1 ... n-GaAs substrate, 2 ... n-AlGaInP first cladding layer, 3 ... undoped AlGaInP first optical guide layer, 4 ... multiple quantum well active layer, 5 ... undoped AlGa
InP second optical guide layer, 6 ... p-AlGaInP second cladding layer, 7 ... Superlattice etching stop layer, 9 ... p-
AlGaInP third clad layer, 10 ... p-GaInP
Buffer layer, 11 ... n-GaAs buried layer, 12 ... p-
GaAs buried layer, 13 ... N-side electrode.

Claims (7)

[Claims] 1. A first conductive type A on a first conductive type GaAs substrate.
lGaInP first clad layer, active layer, second conductivity type Al
It has a GaInP second clad layer, a second conductive type GaInP etching stop layer, and a second conductive type AlGaInP third clad layer, and the active layer is (Al _x1 Ga _{1 -x1} ) _y1 In.
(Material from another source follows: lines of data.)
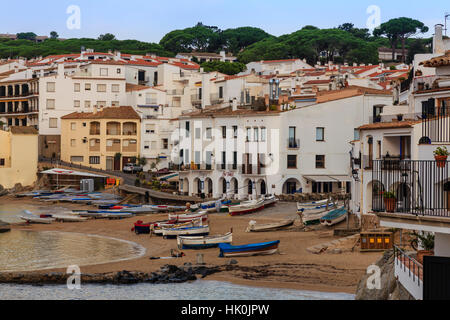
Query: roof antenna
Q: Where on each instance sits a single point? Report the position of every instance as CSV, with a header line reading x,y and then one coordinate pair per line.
x,y
447,15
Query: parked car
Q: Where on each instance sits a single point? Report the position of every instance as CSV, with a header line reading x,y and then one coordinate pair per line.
x,y
132,168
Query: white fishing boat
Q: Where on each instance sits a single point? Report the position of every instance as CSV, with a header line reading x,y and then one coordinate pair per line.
x,y
68,218
312,219
191,231
269,201
204,242
31,218
117,215
158,228
246,207
186,217
311,204
254,227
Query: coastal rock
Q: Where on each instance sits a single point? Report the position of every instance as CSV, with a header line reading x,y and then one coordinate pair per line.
x,y
231,262
17,188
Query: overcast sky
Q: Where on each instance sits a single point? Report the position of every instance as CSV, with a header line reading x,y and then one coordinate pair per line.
x,y
150,20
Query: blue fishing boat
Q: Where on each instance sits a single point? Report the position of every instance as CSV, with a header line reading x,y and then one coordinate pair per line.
x,y
255,249
334,217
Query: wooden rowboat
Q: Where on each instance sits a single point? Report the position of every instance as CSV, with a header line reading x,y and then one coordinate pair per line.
x,y
203,242
265,248
192,231
254,227
246,207
68,218
31,218
312,204
183,217
334,217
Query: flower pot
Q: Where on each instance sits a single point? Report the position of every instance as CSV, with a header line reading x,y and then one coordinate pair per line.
x,y
389,203
441,161
422,253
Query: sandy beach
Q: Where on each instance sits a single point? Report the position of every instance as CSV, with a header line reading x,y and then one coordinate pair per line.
x,y
294,267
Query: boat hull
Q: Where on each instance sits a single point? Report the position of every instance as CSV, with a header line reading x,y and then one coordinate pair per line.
x,y
245,208
270,227
256,249
194,231
198,243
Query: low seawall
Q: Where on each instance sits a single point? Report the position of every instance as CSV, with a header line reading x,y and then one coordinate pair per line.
x,y
391,289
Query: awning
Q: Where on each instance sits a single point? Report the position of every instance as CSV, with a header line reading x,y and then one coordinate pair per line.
x,y
169,176
72,173
331,178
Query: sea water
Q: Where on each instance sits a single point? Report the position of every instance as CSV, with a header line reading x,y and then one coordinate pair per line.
x,y
196,290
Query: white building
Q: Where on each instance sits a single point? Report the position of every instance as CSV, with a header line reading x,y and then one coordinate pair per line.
x,y
268,67
240,152
395,154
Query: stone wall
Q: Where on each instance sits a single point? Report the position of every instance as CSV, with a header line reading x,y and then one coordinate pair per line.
x,y
391,289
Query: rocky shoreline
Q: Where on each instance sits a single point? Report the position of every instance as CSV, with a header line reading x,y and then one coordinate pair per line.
x,y
167,274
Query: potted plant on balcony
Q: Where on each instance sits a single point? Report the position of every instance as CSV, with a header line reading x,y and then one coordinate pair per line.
x,y
441,155
389,201
426,241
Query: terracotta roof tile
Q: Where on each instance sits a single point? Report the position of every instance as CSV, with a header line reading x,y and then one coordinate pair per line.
x,y
23,130
106,113
389,125
438,61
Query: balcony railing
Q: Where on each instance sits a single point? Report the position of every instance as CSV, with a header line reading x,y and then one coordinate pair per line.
x,y
249,169
196,98
435,123
420,187
227,166
409,272
293,143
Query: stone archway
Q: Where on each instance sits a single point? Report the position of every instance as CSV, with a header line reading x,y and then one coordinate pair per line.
x,y
209,187
291,186
234,186
185,186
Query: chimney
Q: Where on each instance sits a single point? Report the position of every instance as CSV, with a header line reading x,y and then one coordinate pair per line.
x,y
234,104
60,69
438,42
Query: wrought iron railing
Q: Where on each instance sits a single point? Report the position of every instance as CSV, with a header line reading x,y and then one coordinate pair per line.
x,y
415,269
420,187
435,123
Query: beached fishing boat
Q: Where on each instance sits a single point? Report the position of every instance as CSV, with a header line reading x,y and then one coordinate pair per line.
x,y
85,214
269,201
203,242
265,248
191,231
118,215
158,228
31,218
246,207
334,217
317,209
68,218
312,204
186,217
254,227
313,218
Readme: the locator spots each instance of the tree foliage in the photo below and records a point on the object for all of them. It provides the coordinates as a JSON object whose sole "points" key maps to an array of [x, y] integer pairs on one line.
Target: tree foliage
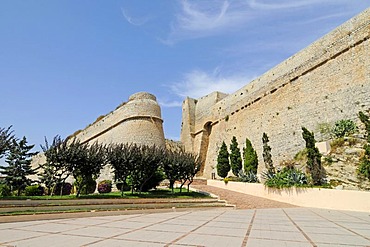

_1-y1 P (0 ≦ x ₁ <0.7, 0 <y ₁ <1) or (Al _x2
Ga _1-x2 ) _y2 In _1-y2 P / (Al _x3 Ga _1-x3 ) _y3 In _1-y3
AlGaInP-based ridge having a P (0 ≦ x ₂ <x ₃ <0.7, 0 <y ₂ , y ₃ <1) multiple quantum well structure and having a ridge portion in the second conductivity type AlGaInP third cladding layer. In the semiconductor laser device of the type, the GaInP etching stop layer has a thickness such that the transition emission energy due to the quantum size effect thereof is sufficiently larger than the forbidden band width of the active layer, and is the same as the second conductivity type AlGaInP second cladding layer. A semiconductor laser device having a superlattice structure in which a plurality of layers are sandwiched between second conductive type barrier layers having substantially the same composition. 2. The second conductivity type Ga according to claim 1.
The InP etching stop layer is the second conductive type AlG.
A plurality of sets of semiconductor laser devices are provided which are sandwiched by a second conductive clad layer having a composition substantially equal to that of the aInP second clad layer and having a film thickness larger than that of the second conductive barrier layer. 3. The method according to claim 1 or 2, wherein a part or all of the second conduction type AlGaInP second cladding layer is
(Al _x4 Ga _1-x4 ) _y4 In _1-y4 P / (Al _x5 Ga _1-x5 ) _y5 In _1-y5
P (0 ≦ x ₄ <x ₅ ≦ 0.7, 0 <y ₄ , y ₅ <1) Conductor laser device having a multiple quantum well structure. 4. The In composition y ₄ of part or all of the quantum well layer of the second conductive type second cladding layer of the second conductive type second cladding layer, wherein the quantum well layer is 0 <y ₄ or less. <
A semiconductor laser device in which 0.5 or 0.5 <y ₄ <1. 5. The In composition y ₅ according to claim 3 or 4, wherein the In composition y ₅ of part or all of the quantum barrier layer of the second conductive type second clad layer, the quantum barrier layer being a portion having the multiple quantum well structure is 0 <. A semiconductor laser device in which y ₅ <0.5 or 0.5 <y ₅ <1. 6. The method according to claim 1, 2, 3, 4 or 5.
A semiconductor laser device in which the plane orientation of the GaAs substrate is tilted in the [011] direction from 2 degrees to 25.3 degrees from the (100) plane. 7. A semiconductor laser device according to claim 1, 2, 3, 4, 5 or 6, wherein a crystal growth temperature is 650 ° C. or higher and 780 ° C. or lower.